A serious cross-site request forgery vulnerability in a widely used Java
application library was patched last week. Developers who use Java
Spring Social core library in their projects are strongly urged to
update as soon as possible.
Attackers are able to take over a user's account by exploiting a
CSRF-style flaw against the Spring Social authentication feature,
according to the
technical analysis posted on SourceClear's site.

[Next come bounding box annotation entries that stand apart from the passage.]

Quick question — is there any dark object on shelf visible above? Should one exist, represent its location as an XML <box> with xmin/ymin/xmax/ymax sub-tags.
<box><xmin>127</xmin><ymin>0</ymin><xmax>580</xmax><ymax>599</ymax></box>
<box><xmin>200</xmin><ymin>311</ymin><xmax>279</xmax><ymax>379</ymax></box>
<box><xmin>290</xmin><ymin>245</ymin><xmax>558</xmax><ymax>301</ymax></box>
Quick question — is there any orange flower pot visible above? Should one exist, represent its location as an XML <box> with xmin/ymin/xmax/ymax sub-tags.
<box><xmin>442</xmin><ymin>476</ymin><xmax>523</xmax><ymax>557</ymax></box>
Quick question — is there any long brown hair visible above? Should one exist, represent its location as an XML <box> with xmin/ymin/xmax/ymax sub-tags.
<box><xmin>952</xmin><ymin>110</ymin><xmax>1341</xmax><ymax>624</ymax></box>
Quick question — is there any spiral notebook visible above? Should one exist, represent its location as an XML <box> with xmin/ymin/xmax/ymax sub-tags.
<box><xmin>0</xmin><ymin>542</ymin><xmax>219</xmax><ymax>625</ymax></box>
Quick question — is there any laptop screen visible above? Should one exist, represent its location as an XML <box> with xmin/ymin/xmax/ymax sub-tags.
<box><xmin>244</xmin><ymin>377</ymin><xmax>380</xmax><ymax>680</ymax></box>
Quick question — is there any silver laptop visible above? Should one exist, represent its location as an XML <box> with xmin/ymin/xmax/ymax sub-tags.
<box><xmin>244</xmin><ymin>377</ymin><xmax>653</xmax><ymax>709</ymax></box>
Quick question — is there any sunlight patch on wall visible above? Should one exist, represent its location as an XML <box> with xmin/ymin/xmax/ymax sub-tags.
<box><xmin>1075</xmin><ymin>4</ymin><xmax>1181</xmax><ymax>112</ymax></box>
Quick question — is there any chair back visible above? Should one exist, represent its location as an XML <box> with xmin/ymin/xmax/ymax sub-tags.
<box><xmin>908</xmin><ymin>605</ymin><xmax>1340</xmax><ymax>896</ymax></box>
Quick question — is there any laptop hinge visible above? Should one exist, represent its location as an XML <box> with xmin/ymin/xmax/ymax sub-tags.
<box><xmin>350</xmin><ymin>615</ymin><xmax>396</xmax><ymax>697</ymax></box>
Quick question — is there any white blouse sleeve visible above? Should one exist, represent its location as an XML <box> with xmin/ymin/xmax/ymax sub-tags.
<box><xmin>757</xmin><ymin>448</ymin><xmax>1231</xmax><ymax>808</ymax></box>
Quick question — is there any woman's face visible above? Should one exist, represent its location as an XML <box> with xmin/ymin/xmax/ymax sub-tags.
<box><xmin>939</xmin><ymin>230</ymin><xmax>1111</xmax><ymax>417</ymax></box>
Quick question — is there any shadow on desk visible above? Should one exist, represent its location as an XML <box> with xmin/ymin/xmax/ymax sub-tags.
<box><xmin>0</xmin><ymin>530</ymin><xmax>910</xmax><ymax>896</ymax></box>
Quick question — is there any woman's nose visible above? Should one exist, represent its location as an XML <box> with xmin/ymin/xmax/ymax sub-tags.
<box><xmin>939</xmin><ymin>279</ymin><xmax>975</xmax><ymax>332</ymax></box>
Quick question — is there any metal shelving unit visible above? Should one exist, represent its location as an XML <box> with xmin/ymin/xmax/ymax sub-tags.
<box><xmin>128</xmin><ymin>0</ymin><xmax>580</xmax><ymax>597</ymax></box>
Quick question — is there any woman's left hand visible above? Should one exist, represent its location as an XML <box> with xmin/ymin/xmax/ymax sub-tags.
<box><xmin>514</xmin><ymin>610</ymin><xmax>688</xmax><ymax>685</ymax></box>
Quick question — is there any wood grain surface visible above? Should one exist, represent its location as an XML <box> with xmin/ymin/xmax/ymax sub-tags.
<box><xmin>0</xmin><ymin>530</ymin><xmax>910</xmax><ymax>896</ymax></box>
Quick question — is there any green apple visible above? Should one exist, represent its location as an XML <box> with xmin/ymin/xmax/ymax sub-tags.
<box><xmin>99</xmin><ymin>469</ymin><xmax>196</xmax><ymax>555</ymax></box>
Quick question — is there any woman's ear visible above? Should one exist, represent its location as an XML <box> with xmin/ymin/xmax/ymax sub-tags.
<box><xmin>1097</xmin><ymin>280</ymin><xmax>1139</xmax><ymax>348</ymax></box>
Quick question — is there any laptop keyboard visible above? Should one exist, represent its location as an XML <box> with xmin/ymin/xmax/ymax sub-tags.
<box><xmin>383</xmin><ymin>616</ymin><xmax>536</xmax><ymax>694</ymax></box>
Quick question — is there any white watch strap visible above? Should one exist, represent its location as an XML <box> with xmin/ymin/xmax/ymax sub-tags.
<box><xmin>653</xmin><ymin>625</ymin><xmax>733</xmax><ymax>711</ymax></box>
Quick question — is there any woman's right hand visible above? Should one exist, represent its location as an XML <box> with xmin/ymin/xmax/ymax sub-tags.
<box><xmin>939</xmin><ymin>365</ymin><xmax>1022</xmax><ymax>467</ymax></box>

The Java Spring Social core library provides Java bindings to service
provider APIs from sites such as GitHub, Facebook, LinkedIn, and
Twitter. The library lets developers add a social login feature ("Login
with GitHub," for example) to their applications and handles the
connections with OAuth2 providers. Attackers who successfully exploit
the flaw can use victims' social credentials to log in to their accounts
on the vulnerable site.
The issue was first discovered by Kris Bosch of Include Security, but
Paul Ambrosini, SourceClear's co-founder, identified the failed CSRF
check in the Spring Social code. SourceClear privately disclosed the
vulnerability (
CVE-2015-5258)
to Pivotal Software, the developer behind the Spring Social core
library, and Pivotal last week released the fix on Maven Central as part
of version 1.1.3.
Since the flaw affects all current versions, including version 1.1.2,
developers should upgrade to the new version in order to prevent this
issue in their projects.
"Given that Spring Social is widely used in Java applications for
authentication with different service providers, this vulnerability has a
large potential impact," Ambrosini wrote.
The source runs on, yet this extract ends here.